After a string of victories in the 1990s, Celtic Tiger Ireland appeared to be embarrassed by the country’s success in such an innocent, apparently unsophisticated competition. The new nonchalance reached its apogee in 2008, as the economy was already on the verge of collapse, when we trumpeted our disdain for the event by sending Dustin the Turkey. Now, in the sober sadness of our reduced circumstances, a Eurovision win would offer a welcome tonic.

Despite brave efforts from Brussels to capture the popular imagination with Europe Day, the Charlemagne Prize and countless performances of Beethoven’s Ode to Joy, the Eurovision is the only contemporary ritual that comes close to uniting Europeans. Almost all the songs may be in English these days and the range of musical styles is narrow but the contest remains a showcase for European diversity. Sometimes, this manifests itself in eccentricity – as exemplified by the eight grannies representing Russia this evening – but the show is none the worse for that. The voting – by far the most popular part of the contest – offers a refreshingly candid snapshot of relations between European states. Some patterns are unchanging, like the mutual support between Greece and Cyprus, but changes of political sentiment find expression too. Ireland’s increasingly generous voting record towards Britain in recent years matched political progress in Northern Ireland, and Israel’s award of 12 points to Germany in 2000 reflected an important shift in relations between those countries.

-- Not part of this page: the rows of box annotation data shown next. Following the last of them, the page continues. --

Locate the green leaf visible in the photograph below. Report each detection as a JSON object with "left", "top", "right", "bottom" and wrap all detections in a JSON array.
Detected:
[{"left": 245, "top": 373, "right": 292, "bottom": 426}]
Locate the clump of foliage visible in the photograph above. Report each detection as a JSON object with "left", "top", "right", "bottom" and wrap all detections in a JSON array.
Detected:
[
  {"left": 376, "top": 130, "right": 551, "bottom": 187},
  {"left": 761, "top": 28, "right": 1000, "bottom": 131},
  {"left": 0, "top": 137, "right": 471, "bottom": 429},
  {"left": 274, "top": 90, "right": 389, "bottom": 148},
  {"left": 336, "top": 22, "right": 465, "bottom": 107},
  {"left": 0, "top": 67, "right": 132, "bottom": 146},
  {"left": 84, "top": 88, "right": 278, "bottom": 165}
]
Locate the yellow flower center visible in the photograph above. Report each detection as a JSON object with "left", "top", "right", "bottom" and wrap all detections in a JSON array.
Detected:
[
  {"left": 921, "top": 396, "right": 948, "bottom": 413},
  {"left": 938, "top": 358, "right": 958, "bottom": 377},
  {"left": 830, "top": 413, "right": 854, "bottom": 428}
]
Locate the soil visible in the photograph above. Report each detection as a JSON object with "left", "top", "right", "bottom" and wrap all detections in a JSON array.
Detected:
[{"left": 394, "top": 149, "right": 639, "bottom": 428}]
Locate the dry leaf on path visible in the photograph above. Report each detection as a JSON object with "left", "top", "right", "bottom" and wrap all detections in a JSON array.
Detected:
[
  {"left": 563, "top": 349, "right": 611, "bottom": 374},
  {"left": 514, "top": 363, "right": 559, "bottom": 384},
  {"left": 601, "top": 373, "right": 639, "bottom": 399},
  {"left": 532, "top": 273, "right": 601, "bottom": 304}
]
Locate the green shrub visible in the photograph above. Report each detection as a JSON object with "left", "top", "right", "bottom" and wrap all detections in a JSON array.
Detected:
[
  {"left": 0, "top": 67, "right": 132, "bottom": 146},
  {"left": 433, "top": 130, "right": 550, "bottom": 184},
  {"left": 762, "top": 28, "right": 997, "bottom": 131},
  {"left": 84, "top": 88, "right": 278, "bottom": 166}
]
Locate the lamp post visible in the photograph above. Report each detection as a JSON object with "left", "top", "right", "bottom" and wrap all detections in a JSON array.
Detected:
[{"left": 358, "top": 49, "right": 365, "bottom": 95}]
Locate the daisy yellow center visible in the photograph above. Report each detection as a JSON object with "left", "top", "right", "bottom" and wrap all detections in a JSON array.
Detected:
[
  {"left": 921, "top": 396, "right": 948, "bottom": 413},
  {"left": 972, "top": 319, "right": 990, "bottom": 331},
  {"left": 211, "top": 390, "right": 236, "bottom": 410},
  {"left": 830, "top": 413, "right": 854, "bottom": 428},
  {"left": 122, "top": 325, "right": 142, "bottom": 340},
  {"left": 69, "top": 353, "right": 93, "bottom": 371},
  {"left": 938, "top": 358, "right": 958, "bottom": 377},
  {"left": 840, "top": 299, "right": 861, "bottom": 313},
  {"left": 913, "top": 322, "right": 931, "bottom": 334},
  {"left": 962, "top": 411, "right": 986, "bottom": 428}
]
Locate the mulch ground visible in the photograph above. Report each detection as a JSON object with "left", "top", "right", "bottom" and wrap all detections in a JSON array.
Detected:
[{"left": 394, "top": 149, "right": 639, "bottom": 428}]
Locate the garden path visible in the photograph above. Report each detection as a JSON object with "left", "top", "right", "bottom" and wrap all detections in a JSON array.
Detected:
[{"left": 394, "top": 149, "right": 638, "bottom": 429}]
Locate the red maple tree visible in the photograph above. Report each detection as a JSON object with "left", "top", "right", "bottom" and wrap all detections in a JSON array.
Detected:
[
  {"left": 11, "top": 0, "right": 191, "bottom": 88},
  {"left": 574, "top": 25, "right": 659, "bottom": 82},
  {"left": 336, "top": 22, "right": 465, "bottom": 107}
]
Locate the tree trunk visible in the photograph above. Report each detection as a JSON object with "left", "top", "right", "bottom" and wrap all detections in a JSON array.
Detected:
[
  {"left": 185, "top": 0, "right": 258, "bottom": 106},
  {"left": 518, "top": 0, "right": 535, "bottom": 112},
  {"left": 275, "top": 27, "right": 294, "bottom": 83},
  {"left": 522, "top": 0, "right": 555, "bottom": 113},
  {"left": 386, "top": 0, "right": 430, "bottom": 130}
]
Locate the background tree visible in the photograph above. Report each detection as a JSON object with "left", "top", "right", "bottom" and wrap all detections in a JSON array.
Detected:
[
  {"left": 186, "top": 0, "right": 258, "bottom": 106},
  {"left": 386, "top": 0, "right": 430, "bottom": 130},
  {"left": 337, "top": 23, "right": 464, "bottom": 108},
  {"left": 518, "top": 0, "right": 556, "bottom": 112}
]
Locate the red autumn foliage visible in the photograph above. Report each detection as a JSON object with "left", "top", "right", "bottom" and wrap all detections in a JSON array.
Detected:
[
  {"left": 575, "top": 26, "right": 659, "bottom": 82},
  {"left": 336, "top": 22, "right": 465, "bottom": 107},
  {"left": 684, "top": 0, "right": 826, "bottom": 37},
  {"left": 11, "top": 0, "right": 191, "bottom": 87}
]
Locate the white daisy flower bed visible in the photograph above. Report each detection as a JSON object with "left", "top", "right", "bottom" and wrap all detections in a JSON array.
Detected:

Loud, tacky and utterly lacking in gravitas, the Eurovision will always have its detractors – and there are legitimate objections to holding this year’s contest in a country with as poor a human rights record as Azerbaijan. But as other shared European endeavours, notably the single currency, seem increasingly to divide rather than unite the continent’s citizens, this evening’s contest offers a welcome sense of community as we all share the pleasure of a harmless laugh at one another’s expense.